The latest step in this evolution is the use of the Oculock fixation device (Refocus Group) for exact placement (Figure 1).

“The Oculock ‘locks’ onto the eye with four point fixation and a scleratome physically ‘docks’ into the correct position on the eye. This instrument facilitates efficient, accurate, uniformly positioned tunnels [Figure 2],” Dr. Soloway said.


Accurate tunnel creation

This step in the implantation process has evolved markedly from the initial use of a manual diamond blade between 1998 and 2004 requiring surgeon skill and judgment and resulting in tunnels that were potentially not uniformly deep. Surgeons then graduated to using an electric scleratome from 2004 to 2012. This proved to be a bulky instrument, and positioning of the tunnel was difficult because of the speed of transit and inertia, he said.

The introduction of the disposable scleratome into the procedure in 2012 overcame these disadvantages.

The instrument that docks to the Oculock fixation device is lightweight and ergonomically designed, being easy to handle and is delivered sterile and pre-assembled. The surgical time is decreased and the procedure easier and safer, according to Dr. Soloway.

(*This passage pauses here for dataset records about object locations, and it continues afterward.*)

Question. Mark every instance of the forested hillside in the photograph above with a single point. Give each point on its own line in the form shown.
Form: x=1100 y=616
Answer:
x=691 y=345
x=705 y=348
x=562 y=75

The implant originally was a one-piece device from 2000 to 2006 that was pushed into place and was difficult to thread through the tunnel. The implant first had a uniform width, but research over the long term showed these implants had a tendency to slip out of the tunnel, resulting in a return to the subjects’ preoperative near vision.

In 2007, a redesign of the Refocus Scleral implant improved its stability in the eye by keeping it from shifting.

Each implant-which is the size of a grain of rice and constructed of polymethyl methacrylate-now has two interlocking parts: a split leg piece and a male head locking insert and is pulled into place by a shuttle and tubing. The shuttle threads through the tunnel and the tubing maintains a minimal cross section width until the implant clears the tunnel. The insert is locked into place (Figures 3 and 4).

Both ends of the implant are wider than the tunnel, which prevents slippage out of the tunnel.

Transforming suturing

Various suture methods have been used from 1998 to 2012 in the US clinical trials. However, these caused a foreign body sensation and reduced tear film stability.

A fibrin tissue sealant was introduced in 2010 that is currently used only internationally.

“This sealant has resulted in increased patient comfort, improved cosmesis, and improved tear film stability,” Dr. Soloway said.

“This procedure is much easier to perform in 2013 compared with previous years,” he said. “The advancements of the techniques have led to continued successful results seen in a FDA investigational device exemption clinical study and in international studies.”

Early data from the ongoing IDE FDA pivotal study presented in October at the European Society of Cataract and Refractive Surgeons in Amsterdam, showed that the percentage of binocular eyes achieving 20/40, or better vision at 24-months follow-up to be 97%, with an average increase of 3 lines of near acuity, Dr. Soloway said.

“The procedure has truly evolved,” he said, “surgical time has been decreased significantly, results have improved, we have consistent outcomes, and much happier patients.”


Barrie Soloway, MD

E: bds@ihateglasses.com

Dr. Soloway receives consulting and travel fees from Refocus Group Inc. This device and surgery is CE marked and available in Europe and elsewhere through Refocus Ocular BV, The Netherlands. The device is under FDA IDE in the United States with an earlier surgical procedure through Refocus Group Inc., Dallas.